Background and Etymology
In hardware signal processing systems, a transducer is a device which converts one form of energy to another, e.g., audio waves to electrical, as in a microphone transducer. In other words, it transforms one kind of signal into another kind of signal. Likewise, a transducer in code converts from one signal to another signal.
Use of the word “transducers” and the general concept of composable pipelines of data transformations in software date back at least to the 1960s, but our ideas about how they should work have changed from one language and context to the next. Many software engineers in the early days of computer science were also electrical engineers. The general study of computer science in those days often dealt both with hardware and software design. Hence, thinking of computational processes as “transducers” was not particularly novel. It’s possible to encounter the term in early computer science literature — particularly in the context of Digital Signal Processing (DSP) and data flow programming.
In the 1960s, groundbreaking work was happening in graphical computing in MIT’s Lincoln Laboratory using the TX-2 computer system, a precursor to the US Air Force SAGE defense system. Ivan Sutherland’s famous Sketchpad, developed in 1961–1962, was an early example of object prototype delegation and graphical programming using a light pen.

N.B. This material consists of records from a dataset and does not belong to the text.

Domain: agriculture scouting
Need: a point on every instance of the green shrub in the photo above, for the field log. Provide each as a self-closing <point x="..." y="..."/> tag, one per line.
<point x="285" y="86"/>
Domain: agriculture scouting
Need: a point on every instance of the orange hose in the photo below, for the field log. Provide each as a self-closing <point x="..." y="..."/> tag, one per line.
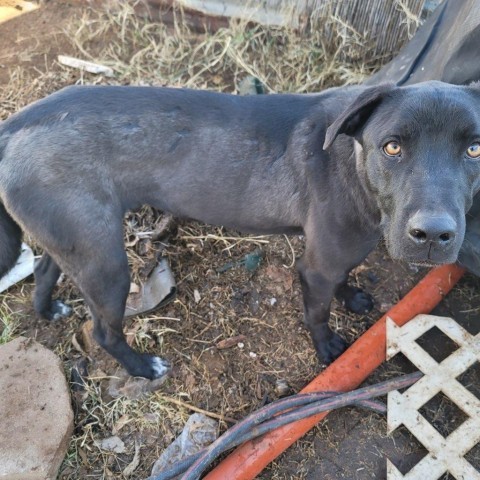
<point x="345" y="373"/>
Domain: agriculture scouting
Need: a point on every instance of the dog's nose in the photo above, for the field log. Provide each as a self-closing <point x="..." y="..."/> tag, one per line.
<point x="439" y="229"/>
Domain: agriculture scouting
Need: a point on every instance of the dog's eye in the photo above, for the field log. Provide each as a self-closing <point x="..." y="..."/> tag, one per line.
<point x="392" y="149"/>
<point x="473" y="151"/>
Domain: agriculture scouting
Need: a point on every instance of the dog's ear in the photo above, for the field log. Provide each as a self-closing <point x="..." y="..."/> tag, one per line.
<point x="357" y="112"/>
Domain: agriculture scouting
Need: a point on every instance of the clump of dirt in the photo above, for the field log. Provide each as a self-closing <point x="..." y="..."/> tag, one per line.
<point x="262" y="307"/>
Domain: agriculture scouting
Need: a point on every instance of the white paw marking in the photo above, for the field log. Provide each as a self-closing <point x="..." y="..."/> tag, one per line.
<point x="160" y="367"/>
<point x="65" y="310"/>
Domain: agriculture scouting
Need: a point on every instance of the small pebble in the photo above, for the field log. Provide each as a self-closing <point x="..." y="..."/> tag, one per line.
<point x="281" y="387"/>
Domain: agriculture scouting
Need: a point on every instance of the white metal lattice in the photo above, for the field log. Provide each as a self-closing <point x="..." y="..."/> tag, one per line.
<point x="445" y="454"/>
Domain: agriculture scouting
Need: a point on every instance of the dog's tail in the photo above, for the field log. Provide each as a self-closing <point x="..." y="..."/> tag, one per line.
<point x="10" y="241"/>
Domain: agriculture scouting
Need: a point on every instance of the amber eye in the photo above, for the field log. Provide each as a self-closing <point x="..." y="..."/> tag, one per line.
<point x="392" y="149"/>
<point x="473" y="151"/>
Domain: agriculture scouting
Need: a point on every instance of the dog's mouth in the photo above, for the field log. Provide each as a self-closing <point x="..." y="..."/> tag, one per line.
<point x="426" y="263"/>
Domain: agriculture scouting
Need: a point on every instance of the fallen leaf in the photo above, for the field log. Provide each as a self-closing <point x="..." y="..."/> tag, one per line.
<point x="130" y="468"/>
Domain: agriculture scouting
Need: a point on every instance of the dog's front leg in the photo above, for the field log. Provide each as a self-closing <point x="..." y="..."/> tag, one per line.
<point x="318" y="292"/>
<point x="323" y="270"/>
<point x="46" y="274"/>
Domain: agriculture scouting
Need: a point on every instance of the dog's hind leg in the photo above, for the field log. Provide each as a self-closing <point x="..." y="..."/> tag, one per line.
<point x="46" y="275"/>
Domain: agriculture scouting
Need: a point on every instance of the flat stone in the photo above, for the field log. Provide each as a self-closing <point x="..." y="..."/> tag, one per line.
<point x="36" y="413"/>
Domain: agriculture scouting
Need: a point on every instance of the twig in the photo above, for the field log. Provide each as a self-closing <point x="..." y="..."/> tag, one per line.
<point x="199" y="410"/>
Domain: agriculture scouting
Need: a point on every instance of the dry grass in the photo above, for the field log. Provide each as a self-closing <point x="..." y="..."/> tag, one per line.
<point x="231" y="382"/>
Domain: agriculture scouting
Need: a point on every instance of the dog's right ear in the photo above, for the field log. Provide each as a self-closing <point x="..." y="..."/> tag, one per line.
<point x="357" y="112"/>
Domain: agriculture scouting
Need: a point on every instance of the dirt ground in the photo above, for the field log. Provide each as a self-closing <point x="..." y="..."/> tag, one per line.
<point x="264" y="306"/>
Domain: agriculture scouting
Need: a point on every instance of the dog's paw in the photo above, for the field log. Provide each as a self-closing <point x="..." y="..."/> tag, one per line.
<point x="357" y="301"/>
<point x="149" y="366"/>
<point x="58" y="311"/>
<point x="160" y="367"/>
<point x="329" y="350"/>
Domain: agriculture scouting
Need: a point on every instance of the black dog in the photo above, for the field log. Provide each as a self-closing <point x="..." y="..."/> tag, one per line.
<point x="406" y="168"/>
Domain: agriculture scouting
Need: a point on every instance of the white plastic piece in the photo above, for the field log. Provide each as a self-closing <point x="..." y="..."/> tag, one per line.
<point x="85" y="65"/>
<point x="22" y="269"/>
<point x="445" y="454"/>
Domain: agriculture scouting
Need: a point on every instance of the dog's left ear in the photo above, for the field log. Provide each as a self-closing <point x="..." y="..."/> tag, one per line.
<point x="357" y="112"/>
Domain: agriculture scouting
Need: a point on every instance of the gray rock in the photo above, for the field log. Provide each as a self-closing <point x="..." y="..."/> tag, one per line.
<point x="36" y="414"/>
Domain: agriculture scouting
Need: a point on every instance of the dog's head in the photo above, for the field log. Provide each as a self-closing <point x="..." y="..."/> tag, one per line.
<point x="417" y="150"/>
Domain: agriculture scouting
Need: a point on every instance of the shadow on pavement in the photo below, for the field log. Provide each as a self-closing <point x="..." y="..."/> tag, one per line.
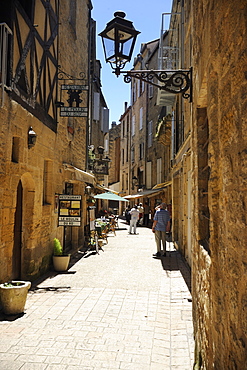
<point x="174" y="261"/>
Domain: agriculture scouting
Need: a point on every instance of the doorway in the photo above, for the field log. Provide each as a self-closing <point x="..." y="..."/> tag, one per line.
<point x="16" y="255"/>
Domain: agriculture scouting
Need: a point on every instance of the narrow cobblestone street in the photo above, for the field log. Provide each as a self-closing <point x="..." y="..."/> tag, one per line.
<point x="119" y="309"/>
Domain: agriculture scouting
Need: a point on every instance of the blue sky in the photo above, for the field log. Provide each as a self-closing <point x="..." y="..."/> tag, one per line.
<point x="146" y="18"/>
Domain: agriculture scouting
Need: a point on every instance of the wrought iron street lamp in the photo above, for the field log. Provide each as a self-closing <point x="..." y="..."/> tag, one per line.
<point x="119" y="39"/>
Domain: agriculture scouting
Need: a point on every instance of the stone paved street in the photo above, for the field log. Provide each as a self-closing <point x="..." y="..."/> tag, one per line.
<point x="119" y="309"/>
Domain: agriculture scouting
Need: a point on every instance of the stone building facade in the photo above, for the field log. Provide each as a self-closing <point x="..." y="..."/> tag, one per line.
<point x="219" y="182"/>
<point x="48" y="47"/>
<point x="148" y="159"/>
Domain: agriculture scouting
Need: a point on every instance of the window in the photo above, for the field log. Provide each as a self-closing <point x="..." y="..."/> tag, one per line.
<point x="123" y="128"/>
<point x="132" y="154"/>
<point x="141" y="151"/>
<point x="150" y="133"/>
<point x="47" y="182"/>
<point x="5" y="33"/>
<point x="203" y="178"/>
<point x="134" y="88"/>
<point x="96" y="106"/>
<point x="159" y="170"/>
<point x="141" y="118"/>
<point x="72" y="14"/>
<point x="133" y="125"/>
<point x="15" y="149"/>
<point x="149" y="175"/>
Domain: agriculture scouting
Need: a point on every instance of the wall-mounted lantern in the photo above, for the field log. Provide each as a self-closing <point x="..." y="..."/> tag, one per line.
<point x="32" y="136"/>
<point x="119" y="38"/>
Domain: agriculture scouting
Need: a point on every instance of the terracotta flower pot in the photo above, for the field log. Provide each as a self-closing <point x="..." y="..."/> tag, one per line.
<point x="61" y="262"/>
<point x="13" y="296"/>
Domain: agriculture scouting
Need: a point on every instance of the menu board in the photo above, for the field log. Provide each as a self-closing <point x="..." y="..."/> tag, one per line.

Ivan’s brother, William Robert “Bert” Sutherland was one of several pioneers in data flow programming. He built a data flow programming environment on top of Sketchpad, which described software “procedures” as directed graphs of operator nodes with outputs linked to the inputs of other nodes. He wrote about the experience in his 1966 paper, “The On-Line Graphical Specification of Computer Procedures”. Instead of arrays and array processing, everything is represented as a stream of values in a continuously running, interactive program loop. Each value is processed by each node as it arrives at the parameter input. You can find similar systems today in Unreal Engine’s Blueprints Visual Scripting Environment or Native Instruments’ Reaktor, a visual programming environment used by musicians to build custom audio synthesizers.
Composed graph of operators from Bert Sutherland’s paper
As far as I’m aware, the first book to popularize the term “transducer” in the context of general purpose software-based stream processing was the 1985 MIT text book for a computer science course called “Structure and Interpretation of Computer Programs” (SICP) by Harold Abelson and Gerald Jay Sussman, with Julie Sussman. However, the use of the term “transducer” in the context of digital signal processing predates SICP.
Note: SICP is still an excellent introduction to computer science coming from a functional programming perspective. It remains my favorite book on the topic.
More recently, transducers have been independently rediscovered and a different protocol developed for Clojure by Rich Hickey (circa 2014), who is famous for carefully selecting words for concepts based on etymology. In this case, I’d say he nailed it, because Clojure transducers fill almost exactly the same niche as transducers in SICP, and they share many common characteristics. However, they are not strictly the same thing.
Transducers as a general concept (not specifically Hickey’s protocol specification) have had considerable impact on important branches of computer science including data flow programming, signal processing for scientific and media applications, networking, artificial intelligence, etc. As we develop better tools and techniques to express transducers in our application code, they are beginning to help us make better sense of every kind of software composition, including user interface behaviors in web and mobile apps, and in the future, could also serve us well to help manage the complexity of augmented reality, autonomous devices and vehicles, etc.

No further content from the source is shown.